16. Device Security

Lesson 86/135 | Study Time: 10 Min

Course: IT Professional Diploma

Computing devices are prime targets for cybercriminals who seek to exploit the information. Cybercriminals collect personally identifying information (PII), including:

Government ID numbers.
General information such as birth dates, addresses, email addresses, and phone numbers.
Financial information, such as credit card and bank account numbers.
Account credentials, such as those used to log into e-commerce websites or online banking accounts.

This lesson covers the topic of how to secure devices.

How to Secure Devices

Attempts to compromise PII are becoming more sophisticated every year. Increased sophistication makes attempts difficult to prevent and detect.

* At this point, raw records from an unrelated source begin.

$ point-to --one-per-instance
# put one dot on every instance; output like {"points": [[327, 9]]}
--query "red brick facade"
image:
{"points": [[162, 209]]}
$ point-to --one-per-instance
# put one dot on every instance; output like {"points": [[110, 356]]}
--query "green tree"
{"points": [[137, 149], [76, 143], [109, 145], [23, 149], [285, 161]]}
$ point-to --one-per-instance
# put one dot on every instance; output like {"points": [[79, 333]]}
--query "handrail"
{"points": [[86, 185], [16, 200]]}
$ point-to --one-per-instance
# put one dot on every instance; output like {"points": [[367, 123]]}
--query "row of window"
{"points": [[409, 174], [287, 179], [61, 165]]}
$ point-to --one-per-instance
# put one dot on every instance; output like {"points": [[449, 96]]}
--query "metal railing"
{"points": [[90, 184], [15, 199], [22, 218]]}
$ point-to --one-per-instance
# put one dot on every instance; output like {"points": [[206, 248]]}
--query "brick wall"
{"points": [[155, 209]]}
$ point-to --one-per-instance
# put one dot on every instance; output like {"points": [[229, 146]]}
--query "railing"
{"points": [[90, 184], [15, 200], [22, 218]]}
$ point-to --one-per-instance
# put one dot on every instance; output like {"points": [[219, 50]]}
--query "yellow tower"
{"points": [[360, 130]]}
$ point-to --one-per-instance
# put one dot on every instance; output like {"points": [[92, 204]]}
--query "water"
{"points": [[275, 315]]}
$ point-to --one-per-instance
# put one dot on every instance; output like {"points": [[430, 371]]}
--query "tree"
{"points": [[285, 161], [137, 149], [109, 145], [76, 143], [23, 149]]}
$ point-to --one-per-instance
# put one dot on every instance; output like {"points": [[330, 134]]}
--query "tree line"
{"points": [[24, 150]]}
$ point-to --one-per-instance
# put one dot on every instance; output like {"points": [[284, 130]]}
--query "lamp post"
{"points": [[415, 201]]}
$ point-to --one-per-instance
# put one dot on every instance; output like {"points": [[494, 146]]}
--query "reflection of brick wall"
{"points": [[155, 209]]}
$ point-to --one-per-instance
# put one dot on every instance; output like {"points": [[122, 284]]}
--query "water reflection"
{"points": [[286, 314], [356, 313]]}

The following table describes common device security controls to protect PII.

Table 1: Secure Devices

Term	Description
Device passwords	Wireless access points, routers, and other devices often ship with a default password that an attacker can easily find on the internet. For this reason, it's important to change the default password to something secure. Computing devices such as laptops and smartphones typically give the option of using the device without a password or using another authentication method. While it's convenient to use devices without security, it's a really bad idea. If you lose the device, sensitive data could immediately be in the hands of a stranger.
Firewalls	Firewalls control the flow of network traffic and protect systems from unauthorized network connections. They're configured with a set of rules that define what kind of traffic is allowed and not allowed. For example, if a malicious user on the internet tries to establish a connection to a computer, the firewall identifies it as a violation and blocks the connection. There are two general types of firewalls: Network firewalls are configured at the border of the network, where it connects to the internet. By placing a firewall in this location, it can protect an entire network. Proxy servers can be configured as network firewalls as well. Host firewalls are installed on individual computer systems and protect only that system. For those who run a Windows system, Windows Defender Firewall is enabled by default. There are many third-party host firewalls available as well. To avoid conflicts, be sure to uninstall Windows Defender Firewall if you choose a third-party firewall. Typically, most networks use both types of firewalls. Network firewalls must be purchased and manually installed. Host-based firewalls are usually installed and enabled by default on most computer systems.
Data encryption	Data encryption is the process of translating data into an unreadable form that can deciphered only with a secret key. Windows 10, for example, can encrypt your entire device. This is a form of data encryption at rest. Other technologies provide the ability to encrypt the data when it is being sent to another device, typically over the internet.
Backups	Making a copy of your data, typically on a separate device, is another way to protect your data. This copied data is known as a backup. Having a backup of your data means that if your data is corrupted, you haven't lost your data. You can retrieve the data from the backup.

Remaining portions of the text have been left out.